# Converting The Tip Out To A Drawer



## MacTeam (Jul 27, 2008)

Subject line says it all folks... I'm looking to nanish that useless little tip out in favour of a drawer but would like to know if anyone has plans, details, photos, etc.

many thanks.


----------



## Airboss (Jul 14, 2007)

This should help: Tip out drawer mod


----------



## Paul (May 14, 2008)

Bruce,
I will post some picks on the gallery tonight. I made a two level drawer that holds the sharp knifes on the bottom in a holder and every day silver on the top. Got 20" slide rails from Home Depot and built the rest out of scraps from my other projects. It took about 3 hours for the conversion. The hardest part was mounting the new slides inside that cabinet. Take a look on the gallery aroung the start of the Monday Night Football game. GO PATS!!


----------



## Paul (May 14, 2008)

Paul said:


> Bruce,
> I will post some picks on the gallery tonight.

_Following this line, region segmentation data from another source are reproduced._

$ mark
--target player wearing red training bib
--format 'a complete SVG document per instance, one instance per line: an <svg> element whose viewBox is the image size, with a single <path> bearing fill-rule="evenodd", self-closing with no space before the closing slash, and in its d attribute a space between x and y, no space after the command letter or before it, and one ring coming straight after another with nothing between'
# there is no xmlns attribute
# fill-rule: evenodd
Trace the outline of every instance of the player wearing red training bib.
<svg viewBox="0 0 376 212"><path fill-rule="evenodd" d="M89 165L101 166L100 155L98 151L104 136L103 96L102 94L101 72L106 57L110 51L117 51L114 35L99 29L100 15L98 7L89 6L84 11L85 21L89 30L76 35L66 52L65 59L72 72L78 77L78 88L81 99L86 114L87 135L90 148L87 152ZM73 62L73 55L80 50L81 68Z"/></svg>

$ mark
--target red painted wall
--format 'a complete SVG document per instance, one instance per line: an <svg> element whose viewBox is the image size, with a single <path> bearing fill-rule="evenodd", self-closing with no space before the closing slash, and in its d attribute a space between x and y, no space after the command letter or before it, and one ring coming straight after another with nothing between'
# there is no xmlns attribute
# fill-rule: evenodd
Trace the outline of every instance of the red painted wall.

I made a two level drawer that holds the sharp knifes on the bottom in a holder and every day silver on the top. Got 20" slide rails from Home Depot and built the rest out of scraps from my other projects. It took about 3 hours for the conversion. The hardest part was mounting the new slides inside that cabinet. Take a look on the gallery aroung the start of the Monday Night Football game. GO PATS!!


Posted pics of mine under "Outback Mods"


----------



## MacTeam (Jul 27, 2008)

Paul said:


> Bruce,
> I will post some picks on the gallery tonight. I made a two level drawer that holds the sharp knifes on the bottom in a holder and every day silver on the top. Got 20" slide rails from Home Depot and built the rest out of scraps from my other projects. It took about 3 hours for the conversion. The hardest part was mounting the new slides inside that cabinet. Take a look on the gallery aroung the start of the Monday Night Football game. GO PATS!!


Posted pics of mine under "Outback Mods" 
[/quote]

Hi Paul,
Can you give me a link to those pics. I searched through Outback modifications and couldn't find any pics posted by you re: drawer. thanks.


----------



## skippershe (May 22, 2006)

Bruce Macdonald said:


> Hi Paul,
> Can you give me a link to those pics. I searched through Outback modifications and couldn't find any pics posted by you re: drawer. thanks.


Hi Bruce,

Here's a link to Paul's gallery...Clicky Here

Here's a tip for next time...Click on Paul's screenname, then click on View Member Profile, next just click his Gallery Tab and voila!


----------



## Moosegut (Sep 24, 2005)

Bruce, I took one of the drawers from my pantry and placed the tip out face plate on it. It was easier than building a drawer. I put a basket slide in the pantry to replace the drawer.


----------



## Paul (May 14, 2008)

skippershe said:


> Hi Paul,
> Can you give me a link to those pics. I searched through Outback modifications and couldn't find any pics posted by you re: drawer. thanks.


Hi Bruce,

Here's a link to Paul's gallery...Clicky Here

Here's a tip for next time...Click on Paul's screenname, then click on View Member Profile, next just click his Gallery Tab and voila!








[/quote]

Thanks Skippershe! The drawer was the scraps from the butcher-block. I still need to replace the flip-up counter by the door with the rest of the scraps.


----------



## LA Plouff (Mar 15, 2008)

Bruce Macdonald said:


> Subject line says it all folks... I'm looking to nanish that useless little tip out in favour of a drawer but would like to know if anyone has plans, details, photos, etc.
> 
> many thanks.


The drawers were nice on the Spree but none the OB. When I bought the OB, I had the dealer put in two of them, under the dining seats. (Free of course).

Len


----------